Reich’s research foci include socio-emotional development, parent-child interactions, peer networks, and social affordances of technology. The bulk of her work explores direct and indirect influences on the child, specifically through the family, online, and school environment. She is a fellow of the American Psychological Association and the Society for Community Research and Action. At UCI, Reich is director of the Development in Social Context Lab (DISC) and serves as the associate director of the Ph.D. in Education program. She holds additional appointments in Psychological Science and Informatics.

Abstract of Chapter 2
​
Youth are increasingly using digital technology to connect with their peers. As such, there are overlaps between the people youth interact with face-to-face and those they interact with digitally.
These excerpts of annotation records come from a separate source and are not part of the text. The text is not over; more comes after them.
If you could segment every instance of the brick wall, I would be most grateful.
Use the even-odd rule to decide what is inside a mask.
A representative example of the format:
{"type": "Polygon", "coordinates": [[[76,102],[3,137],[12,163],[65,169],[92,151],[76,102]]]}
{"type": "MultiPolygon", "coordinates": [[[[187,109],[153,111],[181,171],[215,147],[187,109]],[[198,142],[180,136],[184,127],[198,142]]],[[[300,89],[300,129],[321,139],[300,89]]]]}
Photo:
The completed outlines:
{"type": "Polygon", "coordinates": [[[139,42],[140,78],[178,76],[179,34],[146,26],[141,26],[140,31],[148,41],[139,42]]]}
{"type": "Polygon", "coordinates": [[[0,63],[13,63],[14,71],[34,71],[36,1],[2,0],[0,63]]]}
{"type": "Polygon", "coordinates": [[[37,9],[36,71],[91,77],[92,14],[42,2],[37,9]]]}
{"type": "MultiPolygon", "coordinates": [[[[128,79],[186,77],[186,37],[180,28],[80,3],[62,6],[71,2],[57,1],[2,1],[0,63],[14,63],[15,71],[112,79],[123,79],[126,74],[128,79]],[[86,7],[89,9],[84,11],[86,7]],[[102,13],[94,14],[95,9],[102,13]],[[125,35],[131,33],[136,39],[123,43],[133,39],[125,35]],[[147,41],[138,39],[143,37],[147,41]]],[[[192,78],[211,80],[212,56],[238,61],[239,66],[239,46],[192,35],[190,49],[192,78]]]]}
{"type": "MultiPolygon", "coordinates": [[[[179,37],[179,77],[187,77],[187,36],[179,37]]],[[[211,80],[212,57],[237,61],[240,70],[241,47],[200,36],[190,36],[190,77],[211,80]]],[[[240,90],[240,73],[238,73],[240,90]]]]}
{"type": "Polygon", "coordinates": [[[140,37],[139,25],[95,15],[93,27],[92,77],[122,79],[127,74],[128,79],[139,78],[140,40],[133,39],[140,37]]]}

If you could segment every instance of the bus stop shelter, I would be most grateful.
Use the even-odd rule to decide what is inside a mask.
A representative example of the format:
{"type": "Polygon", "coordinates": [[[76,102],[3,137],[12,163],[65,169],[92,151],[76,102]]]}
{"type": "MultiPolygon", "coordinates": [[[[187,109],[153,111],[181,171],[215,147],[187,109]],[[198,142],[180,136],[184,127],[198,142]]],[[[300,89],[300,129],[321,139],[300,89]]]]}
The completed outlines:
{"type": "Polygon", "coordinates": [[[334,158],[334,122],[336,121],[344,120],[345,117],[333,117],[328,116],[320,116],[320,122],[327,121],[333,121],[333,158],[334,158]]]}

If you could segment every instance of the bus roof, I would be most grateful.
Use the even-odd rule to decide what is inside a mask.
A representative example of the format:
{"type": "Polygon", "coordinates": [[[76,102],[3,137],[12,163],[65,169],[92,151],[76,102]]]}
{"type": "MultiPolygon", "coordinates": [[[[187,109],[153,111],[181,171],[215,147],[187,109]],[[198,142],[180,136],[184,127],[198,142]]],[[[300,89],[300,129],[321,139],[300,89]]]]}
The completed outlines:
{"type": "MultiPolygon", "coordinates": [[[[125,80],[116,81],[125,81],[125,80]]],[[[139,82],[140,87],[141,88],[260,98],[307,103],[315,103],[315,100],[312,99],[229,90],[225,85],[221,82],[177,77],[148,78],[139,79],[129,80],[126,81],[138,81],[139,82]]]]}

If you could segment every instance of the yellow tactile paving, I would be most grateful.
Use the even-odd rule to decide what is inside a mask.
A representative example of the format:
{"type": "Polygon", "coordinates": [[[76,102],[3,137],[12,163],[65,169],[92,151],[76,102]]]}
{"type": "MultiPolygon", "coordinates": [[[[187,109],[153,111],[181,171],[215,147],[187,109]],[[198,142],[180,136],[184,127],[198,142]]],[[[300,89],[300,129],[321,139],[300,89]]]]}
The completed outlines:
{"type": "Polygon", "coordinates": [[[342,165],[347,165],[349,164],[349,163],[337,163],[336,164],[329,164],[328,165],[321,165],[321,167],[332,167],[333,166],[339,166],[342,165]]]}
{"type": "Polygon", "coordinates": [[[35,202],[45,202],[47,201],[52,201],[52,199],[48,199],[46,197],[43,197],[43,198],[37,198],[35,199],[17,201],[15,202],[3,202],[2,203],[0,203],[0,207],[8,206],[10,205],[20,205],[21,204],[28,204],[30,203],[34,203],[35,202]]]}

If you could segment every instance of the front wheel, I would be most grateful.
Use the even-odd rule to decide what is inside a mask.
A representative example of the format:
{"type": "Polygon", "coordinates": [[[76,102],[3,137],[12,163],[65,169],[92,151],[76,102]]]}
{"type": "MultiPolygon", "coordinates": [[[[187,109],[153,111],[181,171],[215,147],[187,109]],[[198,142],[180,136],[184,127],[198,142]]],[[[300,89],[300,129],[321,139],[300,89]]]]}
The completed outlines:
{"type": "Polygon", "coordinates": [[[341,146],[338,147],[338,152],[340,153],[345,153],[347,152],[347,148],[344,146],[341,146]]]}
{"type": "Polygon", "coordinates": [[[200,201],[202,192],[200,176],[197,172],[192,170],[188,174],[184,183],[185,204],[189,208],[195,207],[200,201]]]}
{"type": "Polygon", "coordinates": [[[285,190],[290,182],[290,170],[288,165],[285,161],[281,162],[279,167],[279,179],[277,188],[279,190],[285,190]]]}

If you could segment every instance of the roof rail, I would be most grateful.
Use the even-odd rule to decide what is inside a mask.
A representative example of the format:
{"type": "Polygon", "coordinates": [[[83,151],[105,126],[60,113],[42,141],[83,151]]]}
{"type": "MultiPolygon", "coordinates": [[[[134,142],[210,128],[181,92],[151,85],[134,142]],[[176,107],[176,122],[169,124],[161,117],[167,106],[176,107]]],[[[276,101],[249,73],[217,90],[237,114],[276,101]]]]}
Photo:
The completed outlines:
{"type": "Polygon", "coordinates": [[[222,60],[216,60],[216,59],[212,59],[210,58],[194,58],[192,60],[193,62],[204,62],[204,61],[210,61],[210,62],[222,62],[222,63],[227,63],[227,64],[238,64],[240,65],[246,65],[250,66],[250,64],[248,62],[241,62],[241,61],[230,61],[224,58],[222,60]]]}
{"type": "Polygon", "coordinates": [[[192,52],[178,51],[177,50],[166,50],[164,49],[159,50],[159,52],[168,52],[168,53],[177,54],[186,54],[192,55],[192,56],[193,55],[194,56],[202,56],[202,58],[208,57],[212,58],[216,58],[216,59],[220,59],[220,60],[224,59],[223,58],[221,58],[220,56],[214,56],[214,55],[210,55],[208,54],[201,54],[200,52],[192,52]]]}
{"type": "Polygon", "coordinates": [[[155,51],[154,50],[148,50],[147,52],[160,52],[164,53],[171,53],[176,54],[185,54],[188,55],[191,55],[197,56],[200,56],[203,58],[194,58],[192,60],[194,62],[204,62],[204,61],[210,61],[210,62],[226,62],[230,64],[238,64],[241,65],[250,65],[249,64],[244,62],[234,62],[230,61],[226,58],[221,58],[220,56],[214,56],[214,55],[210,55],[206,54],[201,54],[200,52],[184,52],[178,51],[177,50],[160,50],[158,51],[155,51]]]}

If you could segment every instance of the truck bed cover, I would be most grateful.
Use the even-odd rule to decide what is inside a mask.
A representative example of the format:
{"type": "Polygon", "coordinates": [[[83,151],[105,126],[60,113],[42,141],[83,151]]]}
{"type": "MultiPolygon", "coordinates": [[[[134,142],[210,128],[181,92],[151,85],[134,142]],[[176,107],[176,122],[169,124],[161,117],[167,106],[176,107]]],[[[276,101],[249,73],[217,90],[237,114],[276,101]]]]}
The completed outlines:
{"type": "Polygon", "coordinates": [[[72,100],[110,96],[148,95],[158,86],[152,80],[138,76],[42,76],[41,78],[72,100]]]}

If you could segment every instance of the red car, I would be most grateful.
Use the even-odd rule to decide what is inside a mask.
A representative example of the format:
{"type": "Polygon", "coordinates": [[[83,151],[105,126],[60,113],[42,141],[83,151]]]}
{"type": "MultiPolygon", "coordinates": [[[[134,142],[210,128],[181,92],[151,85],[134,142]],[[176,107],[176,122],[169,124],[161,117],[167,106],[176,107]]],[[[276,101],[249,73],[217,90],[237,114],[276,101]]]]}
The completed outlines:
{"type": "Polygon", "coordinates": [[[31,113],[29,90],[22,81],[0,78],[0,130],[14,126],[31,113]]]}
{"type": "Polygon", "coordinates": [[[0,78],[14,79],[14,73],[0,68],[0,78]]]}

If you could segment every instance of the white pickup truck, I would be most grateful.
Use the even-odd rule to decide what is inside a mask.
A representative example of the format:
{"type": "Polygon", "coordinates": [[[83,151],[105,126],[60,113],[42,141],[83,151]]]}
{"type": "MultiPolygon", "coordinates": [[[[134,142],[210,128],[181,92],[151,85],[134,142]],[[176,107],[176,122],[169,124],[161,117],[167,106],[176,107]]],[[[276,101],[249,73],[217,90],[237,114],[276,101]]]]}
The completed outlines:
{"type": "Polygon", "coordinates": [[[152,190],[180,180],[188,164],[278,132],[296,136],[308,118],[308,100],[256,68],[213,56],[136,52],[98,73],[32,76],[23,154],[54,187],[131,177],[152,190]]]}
The emergence of social network sites, online gaming, social media apps (i.e., applications), and text messaging over the past two decades has evolved from separate areas where adolescents went to develop new relationships, try out new relationships, or maintain relationships with friends or family who live far away to a clear extension of their offline world. Nowadays, adolescents use digital platforms to develop and maintain relationships with friends and people they regularly interact with offline or with people who are only one or two degrees of separation from face-to-face friends (e.g., a friend of a friend). Although there are a few exceptions (e.g., online games), this connectivity between offline and digital spaces has led researchers to change how we conceptualize and study digital friendships over time. This chapter begins with a historical orientation of how youths’ friendships were characterized as offline and online and the ways in which the research has evolved to consider digital spaces as another setting where friends interact. We then explore new and potential directions for future research that focus on friendships that occur in the physical world as well as through a variety of digitally mediated spaces.